Hoffnung ist die Nahrung der Narren
@Strobl: Vor Gott und all den anderen Zeugen: Ihre Hoffnung in allen Ehren, aber ich verlasse mich lieber auf scharfe Kritik (und anderen scharfen Waffen). So habe ich erst gestern einen Banker gesprochen, der mir sagte, dass uns über kurz oder lang eine Währungsreform bevorstehe. Die Lage sei unausweichlich. Solche Dinge sind es womöglich, die uns der Ökonom Köhler vorenthält (vorzuenthalten hat). Ich brauche keine Ökonomen (und auch keinen Bundespräsidenten), die uns keinen reinen Wein einschenken wollen. Ideologie kann ich selber produzieren. Und Hoffnung ist die Nahrung der Narren, wenn sie auch zuletzt stirbt.

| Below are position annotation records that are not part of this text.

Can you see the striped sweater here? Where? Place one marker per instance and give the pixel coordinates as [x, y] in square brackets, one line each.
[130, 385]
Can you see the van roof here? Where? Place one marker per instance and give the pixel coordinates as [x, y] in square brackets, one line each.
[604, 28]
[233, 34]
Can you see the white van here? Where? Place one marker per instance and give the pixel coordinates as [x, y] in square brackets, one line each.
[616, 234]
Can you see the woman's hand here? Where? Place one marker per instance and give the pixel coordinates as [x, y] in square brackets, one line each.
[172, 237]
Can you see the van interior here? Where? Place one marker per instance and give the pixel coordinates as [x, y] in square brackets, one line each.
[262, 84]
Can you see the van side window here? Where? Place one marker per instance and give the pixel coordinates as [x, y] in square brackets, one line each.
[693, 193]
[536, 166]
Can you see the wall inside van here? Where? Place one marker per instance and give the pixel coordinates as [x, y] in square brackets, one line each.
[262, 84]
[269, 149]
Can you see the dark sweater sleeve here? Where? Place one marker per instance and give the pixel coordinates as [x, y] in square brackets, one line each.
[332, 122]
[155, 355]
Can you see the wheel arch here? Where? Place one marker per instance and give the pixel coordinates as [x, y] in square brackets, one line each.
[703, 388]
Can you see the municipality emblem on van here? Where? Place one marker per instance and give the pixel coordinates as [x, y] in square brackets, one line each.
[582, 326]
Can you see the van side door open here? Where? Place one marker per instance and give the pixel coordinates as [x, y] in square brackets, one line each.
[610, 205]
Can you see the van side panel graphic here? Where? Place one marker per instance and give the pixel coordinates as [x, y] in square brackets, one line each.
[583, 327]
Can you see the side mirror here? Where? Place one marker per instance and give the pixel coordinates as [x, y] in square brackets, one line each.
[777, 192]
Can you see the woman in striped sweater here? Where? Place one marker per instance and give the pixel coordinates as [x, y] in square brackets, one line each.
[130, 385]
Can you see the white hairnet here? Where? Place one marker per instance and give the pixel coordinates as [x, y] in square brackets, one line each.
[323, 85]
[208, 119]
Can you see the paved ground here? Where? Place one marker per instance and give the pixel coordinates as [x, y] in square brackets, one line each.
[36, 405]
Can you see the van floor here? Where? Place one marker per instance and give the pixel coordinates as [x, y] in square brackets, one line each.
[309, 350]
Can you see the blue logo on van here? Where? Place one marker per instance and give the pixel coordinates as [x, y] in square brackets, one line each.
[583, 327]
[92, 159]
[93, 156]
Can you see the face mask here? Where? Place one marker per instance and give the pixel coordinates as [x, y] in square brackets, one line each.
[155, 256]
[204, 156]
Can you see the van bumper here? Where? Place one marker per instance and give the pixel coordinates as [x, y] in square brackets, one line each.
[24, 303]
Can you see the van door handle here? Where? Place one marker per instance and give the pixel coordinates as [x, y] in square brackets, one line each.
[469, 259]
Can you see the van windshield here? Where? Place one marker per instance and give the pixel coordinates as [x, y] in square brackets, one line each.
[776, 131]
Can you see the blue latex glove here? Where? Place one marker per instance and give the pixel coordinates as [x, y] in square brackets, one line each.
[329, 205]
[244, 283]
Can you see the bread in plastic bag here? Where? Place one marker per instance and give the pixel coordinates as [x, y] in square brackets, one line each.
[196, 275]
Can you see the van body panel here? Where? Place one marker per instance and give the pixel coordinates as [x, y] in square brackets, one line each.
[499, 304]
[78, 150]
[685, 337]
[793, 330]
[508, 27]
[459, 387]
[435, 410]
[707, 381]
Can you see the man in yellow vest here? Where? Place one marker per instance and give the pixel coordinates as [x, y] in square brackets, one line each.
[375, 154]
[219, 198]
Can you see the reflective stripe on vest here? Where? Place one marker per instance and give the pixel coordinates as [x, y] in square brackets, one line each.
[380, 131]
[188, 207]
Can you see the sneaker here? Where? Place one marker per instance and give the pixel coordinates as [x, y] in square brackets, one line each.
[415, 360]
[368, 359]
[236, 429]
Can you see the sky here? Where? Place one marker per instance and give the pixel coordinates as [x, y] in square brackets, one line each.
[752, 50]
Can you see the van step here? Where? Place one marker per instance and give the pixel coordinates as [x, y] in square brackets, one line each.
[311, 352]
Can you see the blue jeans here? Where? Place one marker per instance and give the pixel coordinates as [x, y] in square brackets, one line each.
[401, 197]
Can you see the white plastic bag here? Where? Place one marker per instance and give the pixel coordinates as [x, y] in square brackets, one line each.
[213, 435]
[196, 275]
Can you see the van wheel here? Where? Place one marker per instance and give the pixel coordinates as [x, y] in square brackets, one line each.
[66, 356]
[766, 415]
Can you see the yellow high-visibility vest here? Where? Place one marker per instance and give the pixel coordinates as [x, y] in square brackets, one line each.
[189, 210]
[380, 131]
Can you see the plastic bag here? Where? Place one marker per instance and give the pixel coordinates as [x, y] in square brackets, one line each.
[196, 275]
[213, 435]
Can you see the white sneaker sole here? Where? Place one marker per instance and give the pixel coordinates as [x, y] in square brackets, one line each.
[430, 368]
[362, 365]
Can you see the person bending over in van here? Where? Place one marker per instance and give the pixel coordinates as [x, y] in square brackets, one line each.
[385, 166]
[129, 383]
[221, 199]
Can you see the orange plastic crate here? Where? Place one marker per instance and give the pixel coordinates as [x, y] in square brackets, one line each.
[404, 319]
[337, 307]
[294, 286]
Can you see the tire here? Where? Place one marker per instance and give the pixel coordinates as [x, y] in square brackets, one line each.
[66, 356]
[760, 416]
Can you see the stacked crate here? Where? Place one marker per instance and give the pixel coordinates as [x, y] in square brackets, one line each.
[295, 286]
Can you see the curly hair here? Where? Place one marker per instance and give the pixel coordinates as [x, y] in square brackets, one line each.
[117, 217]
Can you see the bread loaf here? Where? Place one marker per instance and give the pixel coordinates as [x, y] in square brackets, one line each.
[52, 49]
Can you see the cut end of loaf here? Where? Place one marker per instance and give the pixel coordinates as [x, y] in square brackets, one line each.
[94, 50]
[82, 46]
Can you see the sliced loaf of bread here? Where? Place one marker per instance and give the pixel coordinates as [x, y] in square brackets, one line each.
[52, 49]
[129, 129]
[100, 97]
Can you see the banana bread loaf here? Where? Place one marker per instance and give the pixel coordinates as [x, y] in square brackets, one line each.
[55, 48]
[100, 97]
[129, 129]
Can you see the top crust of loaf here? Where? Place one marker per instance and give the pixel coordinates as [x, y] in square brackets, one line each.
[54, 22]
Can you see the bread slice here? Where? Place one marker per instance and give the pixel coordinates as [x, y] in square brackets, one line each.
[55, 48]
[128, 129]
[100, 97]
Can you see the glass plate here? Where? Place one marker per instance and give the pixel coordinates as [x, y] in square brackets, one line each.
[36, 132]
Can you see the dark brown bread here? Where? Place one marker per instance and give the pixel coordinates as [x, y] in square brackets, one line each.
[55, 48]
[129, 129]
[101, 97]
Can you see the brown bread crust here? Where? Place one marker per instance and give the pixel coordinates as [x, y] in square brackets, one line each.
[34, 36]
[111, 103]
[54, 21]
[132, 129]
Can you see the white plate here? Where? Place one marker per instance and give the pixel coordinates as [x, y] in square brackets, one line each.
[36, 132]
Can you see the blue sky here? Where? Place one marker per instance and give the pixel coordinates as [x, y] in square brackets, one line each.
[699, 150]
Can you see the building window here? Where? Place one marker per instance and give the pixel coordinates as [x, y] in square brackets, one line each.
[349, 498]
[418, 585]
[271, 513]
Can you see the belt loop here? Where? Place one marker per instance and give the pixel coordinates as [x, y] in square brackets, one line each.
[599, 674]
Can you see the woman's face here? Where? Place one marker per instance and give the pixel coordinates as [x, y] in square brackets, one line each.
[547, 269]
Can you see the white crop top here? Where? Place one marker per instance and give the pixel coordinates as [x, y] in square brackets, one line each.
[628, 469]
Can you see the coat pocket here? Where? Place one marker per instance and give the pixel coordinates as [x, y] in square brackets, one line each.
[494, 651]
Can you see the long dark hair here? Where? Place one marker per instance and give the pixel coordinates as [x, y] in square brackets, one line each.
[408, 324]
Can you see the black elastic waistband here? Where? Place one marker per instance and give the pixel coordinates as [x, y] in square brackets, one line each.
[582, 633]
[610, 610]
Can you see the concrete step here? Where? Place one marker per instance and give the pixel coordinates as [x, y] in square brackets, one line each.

Gesellschaftskritisch nicht „kritikasternd“
@Kalupner: „Nicht der kreative, evtl. geniale Konfliktauflösungsversuch in einem Konfliktszenario, der immer von der Hoffnung lebt, dass dieser erneute Versuch sich als Geniepunktänderung erweisen wird, und mit der Zustimmung der Betroffenen dominomächtig sich durchsetzen wird, ist für Sie die Erfolgsmethode, sondern es ist immer die ’scharfe, niederschmetternde KRITIK‘ solcher kreativer Versuche.“ Es geht nicht generell um die Hoffnung, aber um eine Art unrealistische Hoffnung, eine solche zum Beispiel, die sich an die Phrasen der Mächtigen hängt und dort etwas zu finden hofft, was nicht ist. Wenn Sie zum Beispiel aus ein paar Wortfetzen oder möglicherweise paradoxen Verhaltensweisen einer Frau Merkel einen „Geniepunkt“ entdeckt zu haben glauben, dann ist das so eine „Hoffnung der Narren“. Ich bestreite den Erfolg Ihrer Art von Kreativität, eine solche, die nicht die Massen als kreatives Zentrum sieht, sondern einzelne Akteure, und dann auch noch im höchsten Maße „verdächtige“. Ich bevorzuge im Übrigen die leninsche Formulierung vom „schwächsten Kettenglied“, das weist definitiv auf die Massen und deren aktiven Rolle. Die Kritik muss eine gesellschaftskritische sein, darauf baue ich, nicht auf eine Kritik, wie Sie sie zu interpretieren wünschen – kritikasternd quasi. Das ist kindisch. Im Übrigen steht Ihnen die Rolle des Opfers nicht sonderlich, das macht Sie noch unglaubwürdiger, als Chaostheoretiker, oder soll ich sagen: Chaosprediger?